$fx - JavaScript animation library - jwilliams
http://fx.inetcat.com/
======
sam_in_nyc
I made a simple tween function a few months ago that has served me very well.
It modifies any property of an object that can be calculated using floating
point math (eg: it doesn't do hex colors). There's even a variable for what
type of tween (1 = linear, 2 = forgot-the-word, 3 = cubic).

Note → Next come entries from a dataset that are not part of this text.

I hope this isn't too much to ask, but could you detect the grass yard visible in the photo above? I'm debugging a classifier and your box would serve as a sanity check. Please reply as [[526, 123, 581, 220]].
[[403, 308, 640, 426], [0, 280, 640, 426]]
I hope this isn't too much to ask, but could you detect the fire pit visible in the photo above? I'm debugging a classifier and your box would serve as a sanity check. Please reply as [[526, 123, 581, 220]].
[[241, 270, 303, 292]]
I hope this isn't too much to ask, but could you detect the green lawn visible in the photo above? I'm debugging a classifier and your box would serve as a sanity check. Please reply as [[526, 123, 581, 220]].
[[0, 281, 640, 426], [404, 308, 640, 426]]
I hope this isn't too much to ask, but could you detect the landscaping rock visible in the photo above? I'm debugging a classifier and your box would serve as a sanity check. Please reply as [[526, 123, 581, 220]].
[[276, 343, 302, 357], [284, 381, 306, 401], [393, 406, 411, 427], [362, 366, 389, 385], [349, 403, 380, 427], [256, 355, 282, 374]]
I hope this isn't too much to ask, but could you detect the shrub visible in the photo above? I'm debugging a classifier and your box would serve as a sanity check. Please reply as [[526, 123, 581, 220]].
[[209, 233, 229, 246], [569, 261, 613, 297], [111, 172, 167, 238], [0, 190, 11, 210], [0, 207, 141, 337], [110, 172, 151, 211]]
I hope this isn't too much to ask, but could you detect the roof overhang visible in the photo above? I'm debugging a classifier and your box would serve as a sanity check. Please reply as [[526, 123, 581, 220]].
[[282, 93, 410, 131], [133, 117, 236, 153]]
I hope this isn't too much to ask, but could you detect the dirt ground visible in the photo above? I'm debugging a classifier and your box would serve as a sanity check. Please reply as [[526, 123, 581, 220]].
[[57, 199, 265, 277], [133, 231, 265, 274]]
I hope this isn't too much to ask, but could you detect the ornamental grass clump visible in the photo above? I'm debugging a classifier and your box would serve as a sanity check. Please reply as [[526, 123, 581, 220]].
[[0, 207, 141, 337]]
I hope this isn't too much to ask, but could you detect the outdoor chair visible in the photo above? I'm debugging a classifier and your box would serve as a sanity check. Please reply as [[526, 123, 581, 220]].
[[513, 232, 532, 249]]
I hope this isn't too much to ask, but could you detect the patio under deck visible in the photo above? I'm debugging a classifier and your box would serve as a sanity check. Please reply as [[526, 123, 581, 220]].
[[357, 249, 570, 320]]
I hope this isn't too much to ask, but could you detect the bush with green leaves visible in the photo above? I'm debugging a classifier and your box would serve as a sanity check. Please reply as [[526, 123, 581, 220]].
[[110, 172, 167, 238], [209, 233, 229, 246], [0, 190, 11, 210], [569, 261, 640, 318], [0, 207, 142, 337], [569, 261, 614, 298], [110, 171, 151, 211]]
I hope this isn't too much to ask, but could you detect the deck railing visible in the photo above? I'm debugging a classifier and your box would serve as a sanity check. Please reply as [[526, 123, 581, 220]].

Every line counts.

    
    
            var tween = function(params, time, onFinished){
    		var setProperty = function(el, property, value, unit){
    			if (property=="style.opacity")
    				if (value==1) el.style.filter = "";
    				else el.style.filter = "alpha(opacity=" + value*100 + ")";
    			eval("el." + property + "='" + value + unit+ "'");
    		}
    
    		var start = function(){
    			var ticks = Math.ceil(time/10);
    			var getFn = function(percent){ return function(){go(percent);}; };
    			for (var i=1; i<=ticks; i++) setTimeout(getFn(i/ticks), i*10);
    			go(0);
    		}
    	
    		var go = function(percent){
    			var tween = 3; var u = Math.pow(2, tween-1);
    			percent = percent < .5 ? u*Math.pow(percent, tween) : 1-u*Math.pow(1-percent, tween);
    			for (var i=0; i < params.length; i++){
    				var data = params[i];
    				var value = data.start + (data.end-data.start)*percent;
    				var unit = data.hasOwnProperty("unit") ? data.unit : '';
    				setProperty(data.element, data.property, value, unit);
    			}
    			if (percent==1 && onFinished) onFinished()
    		}
    		
    		start();
    	}
    
    
    		//usage:
    		var props = [
    				{element: someElement, property: "style.left", start: 0, end: 100, unit: "px"}
    			];
    
    		tween(props, 450, function(){ alert('im done'); });

------
bprater
Amazing homepage.

That is _exactly_ how to demo your stuff in a way that gets people's
attention.

------
bprater
Mmm... I love seeing PNGs hard at work.